As the government is yet to decide on her plea for residential permit, controversial Bangladeshi writer Taslima Nasrin may have to leave India soon and apply for a fresh visa because her travel document expires in the middle of August.
The 47-year-old doctor-turned writer is also trying for a permanent residency in the country. Her visa is valid till August 16. Her application for granting a permanent residency in the country has been hanging in balance for years together.
Official sources said the government has already made it clear that Taslima's visa cannot be extended beyond August 16, 2010 as her travel document had been issued under the category.
Taslima, a Swedish passport-holder, had sought visa under the miscellaneous category in 2005 and it has since been extended initially for a year and later for six months.

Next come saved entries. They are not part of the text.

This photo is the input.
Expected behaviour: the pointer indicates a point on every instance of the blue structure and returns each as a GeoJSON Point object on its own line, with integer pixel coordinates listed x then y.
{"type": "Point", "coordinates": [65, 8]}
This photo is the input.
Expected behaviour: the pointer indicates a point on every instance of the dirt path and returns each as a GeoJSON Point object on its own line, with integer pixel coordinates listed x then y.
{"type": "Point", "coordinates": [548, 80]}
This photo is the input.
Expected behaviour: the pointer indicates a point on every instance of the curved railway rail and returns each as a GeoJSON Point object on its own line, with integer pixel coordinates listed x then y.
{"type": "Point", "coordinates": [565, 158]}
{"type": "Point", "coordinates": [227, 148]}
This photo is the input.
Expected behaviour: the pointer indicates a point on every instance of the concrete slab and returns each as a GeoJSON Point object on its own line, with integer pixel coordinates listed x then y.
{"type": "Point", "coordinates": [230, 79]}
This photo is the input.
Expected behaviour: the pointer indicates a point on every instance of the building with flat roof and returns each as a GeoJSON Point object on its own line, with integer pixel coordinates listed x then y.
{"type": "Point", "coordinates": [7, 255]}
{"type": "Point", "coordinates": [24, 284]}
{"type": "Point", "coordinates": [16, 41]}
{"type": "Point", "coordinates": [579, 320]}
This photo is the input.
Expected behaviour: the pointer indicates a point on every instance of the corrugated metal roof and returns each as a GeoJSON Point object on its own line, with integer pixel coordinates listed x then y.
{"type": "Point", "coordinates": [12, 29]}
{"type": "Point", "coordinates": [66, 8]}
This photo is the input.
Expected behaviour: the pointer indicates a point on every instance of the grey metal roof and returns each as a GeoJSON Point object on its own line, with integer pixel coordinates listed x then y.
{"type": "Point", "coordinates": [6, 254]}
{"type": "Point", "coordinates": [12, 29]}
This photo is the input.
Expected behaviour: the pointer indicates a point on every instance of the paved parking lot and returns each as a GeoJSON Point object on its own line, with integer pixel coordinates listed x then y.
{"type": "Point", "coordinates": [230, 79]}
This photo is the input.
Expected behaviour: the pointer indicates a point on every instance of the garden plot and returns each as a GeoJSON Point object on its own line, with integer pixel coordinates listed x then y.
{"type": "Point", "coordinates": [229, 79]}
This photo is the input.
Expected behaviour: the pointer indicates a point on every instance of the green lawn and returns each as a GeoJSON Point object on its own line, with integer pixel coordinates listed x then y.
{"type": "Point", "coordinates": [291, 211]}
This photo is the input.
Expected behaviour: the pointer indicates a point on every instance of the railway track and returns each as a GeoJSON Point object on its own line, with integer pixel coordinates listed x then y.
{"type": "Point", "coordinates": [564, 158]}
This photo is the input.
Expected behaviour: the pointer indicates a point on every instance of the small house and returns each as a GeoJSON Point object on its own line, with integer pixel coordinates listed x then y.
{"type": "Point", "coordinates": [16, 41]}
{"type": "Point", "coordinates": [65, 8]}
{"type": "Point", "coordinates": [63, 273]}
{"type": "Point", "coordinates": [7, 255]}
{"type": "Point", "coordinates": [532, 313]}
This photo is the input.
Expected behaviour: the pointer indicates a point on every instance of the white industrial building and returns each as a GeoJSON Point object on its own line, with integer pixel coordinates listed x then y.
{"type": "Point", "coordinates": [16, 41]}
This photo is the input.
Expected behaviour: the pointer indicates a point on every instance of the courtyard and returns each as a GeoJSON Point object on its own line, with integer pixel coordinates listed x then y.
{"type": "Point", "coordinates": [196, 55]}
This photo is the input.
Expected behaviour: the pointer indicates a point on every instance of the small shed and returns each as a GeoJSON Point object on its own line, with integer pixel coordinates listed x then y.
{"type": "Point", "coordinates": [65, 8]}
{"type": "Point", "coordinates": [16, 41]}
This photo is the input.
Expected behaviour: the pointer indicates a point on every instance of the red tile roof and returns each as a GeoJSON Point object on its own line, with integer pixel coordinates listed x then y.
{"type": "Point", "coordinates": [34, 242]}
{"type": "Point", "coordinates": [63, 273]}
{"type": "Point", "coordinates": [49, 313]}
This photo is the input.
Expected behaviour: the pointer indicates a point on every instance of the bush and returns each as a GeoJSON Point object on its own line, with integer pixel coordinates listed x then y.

The visa under this category cannot be extended beyond five years.
She has been conveyed that she should seek a fresh visa from a third country after which she could visit India again, the sources said.
Taslima, who has been in and out of the country after she was dramatically bundled out of West Bengal in November 2007 in the wake of protests by radical Muslim groups, came from London in the wee hours of Sunday last and was immediately whisked away to a safe location.
The future plans of the writer, who shot to fame with her controversial book 'Lajja' in 1994, were not immediately known.
The writer has been told that she could stay in some other country for a few days and later apply afresh for the visa under the same category, pending her request for a permanent residency in the country, the sources said.
The writer had earlier expressed her desire to visit Kolkata but it has been turned down on the ground that radical elements may try to harm her, the sources said.